Can't please everyone, sorry :)

> >> The reason I'm asking is that my company plans to release an SDK
> >> in Q4, and I was hoping to bundle a recent kernel.
> > 
> > Nothing preventing you from always just advancing your kernel to the
> > latest LTS one when it comes out, right?
> 
> Some customers, once they have something working, they don't want
> to change anything. If I release a v4.4-based SDK, and then such
> a customer comes along, I'll be stuck having to support v4.4 until
> my beard is grey.
> (I was told we are still expected to support several 2.6 kernels.)

You can tell them that they are running insecure kernels that are
trivial to break into, and provide them with the latest kernel release
to resolve that.

In fact, your contracts might require that, given that everyone knows we
are fixing about 10 things every day in newer stable kernels, and 2-3
things every day in very old long-term kernels.

> >> I currently provide 4.4 but most of my port was accepted in later
> >> versions.
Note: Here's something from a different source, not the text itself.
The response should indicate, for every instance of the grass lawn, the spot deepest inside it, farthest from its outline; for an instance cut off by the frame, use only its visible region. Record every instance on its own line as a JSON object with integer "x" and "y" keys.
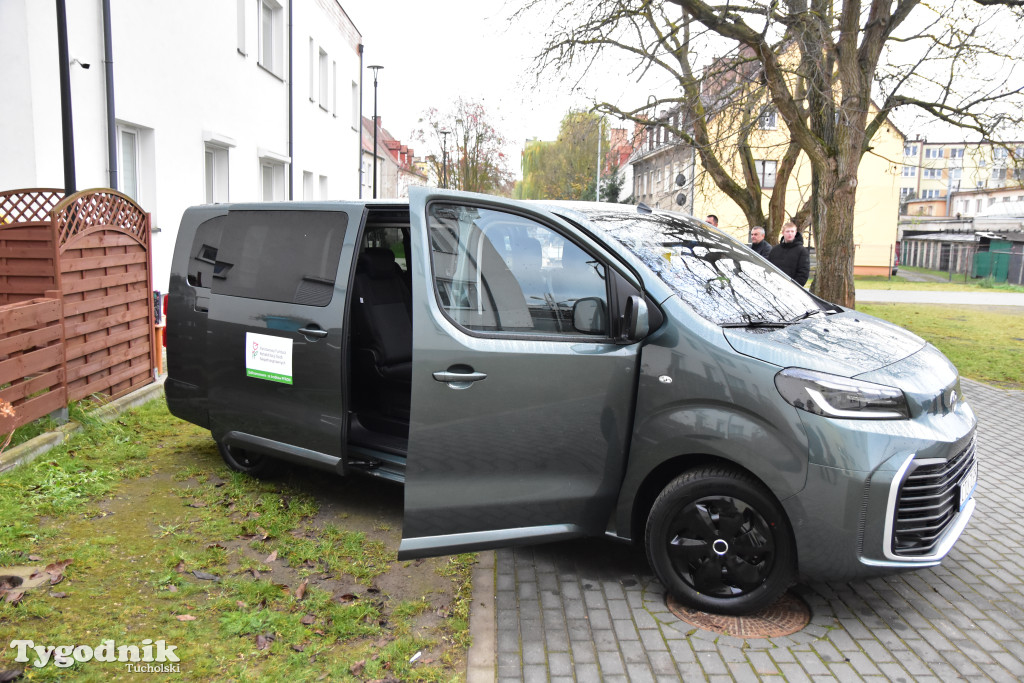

I was hoping I wouldn't need to backport all that code.
> >>
> >> What do the tea leaves say?
> > 
> > Something in Q1, no idea what number specifically, but if all of your
> > code is already merged upstream, it doesn't really matter what you pick,
> > anything will end up working for you.
> 
> The platform code got merged in 4.5 and 4.6 but I'm still missing
> several important (but non-essential) drivers. Thus 4.4 isn't really
> helpful to me, I'd have to port everything.

Then pick 4.6 and support it and then give them 4.7, and 4.8, and so on.
It's not hard, and everything will still work just fine, that's a
guarantee we made a long time ago and it's worked.

> By the way, looking at the LTS releases, it seems some (older) releases
> are supported longer than others (3.16, 3.12, 3.10, 3.4, 3.2). Is that
> because some are supported by other groups/distros? (IIUC, many Android
> devices run 3.4 and 3.10)

Those 3.4 and 3.10 Android releases are not getting updates, they just
happened to start out with the LTS kernel, so really, it didn't matter
what kernel they picked :(

Some are supported longer than others because we have developers willing
to do that support, for various different reasons (usually because it
makes their day-job easier).  There's no real specific reason to justify
any of the time lengths for them, sorry.